Penemuan unsur yang sangat penting
Nama unsur ini ditemukan bahkan di kitab suci Alkitab dalam menggambarkan jatuhnya dua kota Sodom dan Gomora, ketika mereka lari turun dari api surga dan belerang. filsuf Yunani kuno percaya bahwa segala sesuatu terdiri dari empat unsur: tanah, api, air dan udara. Namun, ada orang-orang yang dipanggil hanya dua elemen: sulfur dan merkuri. pemikir awal sering bingung apa yang dimaksud dengan kata "belerang". Bagi mereka itu adalah suatu hal yang terbakar dengan baik dan memancarkan sejumlah besar asap. Butuh berabad-abad bagi para ilmuwan untuk mengidentifikasi substansi sebagai elemen. Sulfur ada dalam dua bentuk allotropic (alpha dan bentuk beta), dengan sifat fisik dan kimia yang berbeda. sulfur Gloss merupakan karakteristik kualitatif dari fluks cahaya yang mencerminkan komposisi mineral yang disertakan. Bagian mineral opak memiliki kemampuan untuk sangat memantulkan cahaya dan memiliki bersinar logam tertentu.
Kejadian di alam
Pada saat itu, deposito belerang yang terletak di lapisan permukaan bumi. Mereka dapat dengan mudah ditemukan dan digunakan oleh orang-orang. Hari ini kesepakatan dengan ini lebih sulit, seperti lokasi bijih belerang alami saat berada di dekat gunung berapi. substansi yang dilepaskan dari kawah dalam bentuk gas yang pada pertemuan dengan memadat udara dingin untuk membentuk endapan kuning yang indah sepanjang tepi gunung berapi. cadangan besar masih memiliki asal bawah tanah. Sulfur juga ditemukan di sejumlah mineral penting: barit (barium sulfat), Celestine (strontium sulfat), cinnabar (merkuri sulfida), galena (timbal sulfida), pirit (besi sulfida), sfalerit (seng sulfida) dan stibnit (antimon sulfida).
isotop sulfur
Ada empat isotop alami dari: sulfur-32, sulfur-33, sulfur-34 atau sulfur-36, berbeda satu sama lain dengan nomor massa mereka. Ini adalah jumlah proton dan neutron dalam inti atom unsur. Jumlah proton mendefinisikan elemen, dan jumlah neutron dalam atom dari setiap unsur dapat bervariasi. Ada juga enam isotop radioaktif yang meluruh dan memancarkan beberapa bentuk radiasi. Salah satu dari mereka - sulfur-35 - digunakan untuk tujuan komersial. Dalam pengobatan, isotop yang digunakan untuk mempelajari cairan cara dalam tubuh. Ia juga memiliki aplikasi dalam penelitian ilmiah sebagai indikator.
aplikasi
Sulfur yang relatif kecil digunakan sebagai elemen. Sifat karakteristik termasuk perilaku spesifik sulfur selama mencair.

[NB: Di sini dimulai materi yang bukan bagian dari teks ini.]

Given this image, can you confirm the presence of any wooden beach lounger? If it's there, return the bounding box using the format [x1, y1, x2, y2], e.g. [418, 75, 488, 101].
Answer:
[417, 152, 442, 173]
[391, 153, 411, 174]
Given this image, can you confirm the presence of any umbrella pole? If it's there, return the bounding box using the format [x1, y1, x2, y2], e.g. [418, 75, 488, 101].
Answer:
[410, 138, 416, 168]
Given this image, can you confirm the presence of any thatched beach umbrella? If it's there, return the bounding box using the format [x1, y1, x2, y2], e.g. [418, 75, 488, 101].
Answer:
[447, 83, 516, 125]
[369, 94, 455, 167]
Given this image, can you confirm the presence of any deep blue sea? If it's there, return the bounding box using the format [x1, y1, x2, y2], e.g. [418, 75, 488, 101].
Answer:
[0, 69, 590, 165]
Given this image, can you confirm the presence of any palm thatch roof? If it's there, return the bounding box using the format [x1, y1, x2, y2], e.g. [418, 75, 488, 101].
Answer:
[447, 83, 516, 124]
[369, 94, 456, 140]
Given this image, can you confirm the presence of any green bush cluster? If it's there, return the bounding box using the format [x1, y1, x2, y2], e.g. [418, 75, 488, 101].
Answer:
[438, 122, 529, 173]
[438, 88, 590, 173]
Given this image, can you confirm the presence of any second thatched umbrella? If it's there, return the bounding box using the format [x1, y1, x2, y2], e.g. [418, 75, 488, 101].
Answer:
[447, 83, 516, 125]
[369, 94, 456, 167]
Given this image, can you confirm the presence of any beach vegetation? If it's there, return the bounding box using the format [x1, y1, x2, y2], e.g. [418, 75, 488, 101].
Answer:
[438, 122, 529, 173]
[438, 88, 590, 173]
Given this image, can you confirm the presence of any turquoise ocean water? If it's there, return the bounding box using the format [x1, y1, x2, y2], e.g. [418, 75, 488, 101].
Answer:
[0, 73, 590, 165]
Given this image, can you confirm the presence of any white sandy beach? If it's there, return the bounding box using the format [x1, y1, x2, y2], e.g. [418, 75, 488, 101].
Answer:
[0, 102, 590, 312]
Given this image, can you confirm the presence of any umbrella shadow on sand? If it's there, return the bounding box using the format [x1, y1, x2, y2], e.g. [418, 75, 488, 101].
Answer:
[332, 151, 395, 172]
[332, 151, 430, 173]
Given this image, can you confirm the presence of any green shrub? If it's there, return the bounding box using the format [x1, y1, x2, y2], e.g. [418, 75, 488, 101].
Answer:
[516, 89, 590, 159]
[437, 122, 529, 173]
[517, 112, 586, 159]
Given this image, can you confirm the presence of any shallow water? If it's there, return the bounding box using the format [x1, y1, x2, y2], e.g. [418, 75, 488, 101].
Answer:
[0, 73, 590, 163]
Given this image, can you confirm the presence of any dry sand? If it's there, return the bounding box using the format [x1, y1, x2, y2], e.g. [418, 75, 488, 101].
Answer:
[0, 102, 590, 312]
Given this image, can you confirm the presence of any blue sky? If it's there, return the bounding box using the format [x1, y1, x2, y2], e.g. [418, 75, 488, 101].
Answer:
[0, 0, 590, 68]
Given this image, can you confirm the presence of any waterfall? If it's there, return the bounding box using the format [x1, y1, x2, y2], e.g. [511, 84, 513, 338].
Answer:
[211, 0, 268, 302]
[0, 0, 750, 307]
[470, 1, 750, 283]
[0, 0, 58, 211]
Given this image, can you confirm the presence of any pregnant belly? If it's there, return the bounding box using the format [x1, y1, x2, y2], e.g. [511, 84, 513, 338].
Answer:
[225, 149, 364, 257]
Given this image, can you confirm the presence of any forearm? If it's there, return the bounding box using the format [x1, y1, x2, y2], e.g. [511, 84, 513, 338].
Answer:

Salah satu kegunaan paling penting dari obat, proses penambahan karet untuk membuat sulit. Belerang mempertahankan karet dari mencair ketika dipanaskan. Penemuan ini oleh Charles Goodyear pada tahun 1839, adalah salah satu prestasi terbesar dari industri modern.
Sebagai insektisida, dapat digunakan untuk membunuh serangga. Namun, mayoritas berpartisipasi dalam berbagai senyawa. Yang paling penting dari ini adalah asam sulfat, yang sebagian besar digunakan untuk membuat pupuk.
digunakan secara luas telah diperoleh juga dalam industri minyak, pembuatan produk kertas, bahan kimia pertanian, plastik, karet dan bahan sintetis lainnya. Elemen penting adalah komponen dari dua asam amino, sistein dan metionin. Berkat fleksibilitas, digunakan dalam farmasi, sektor medis dan industri, dalam substansi bentuk gas digunakan sebagai agen pemutih, pelarut dan disinfektan.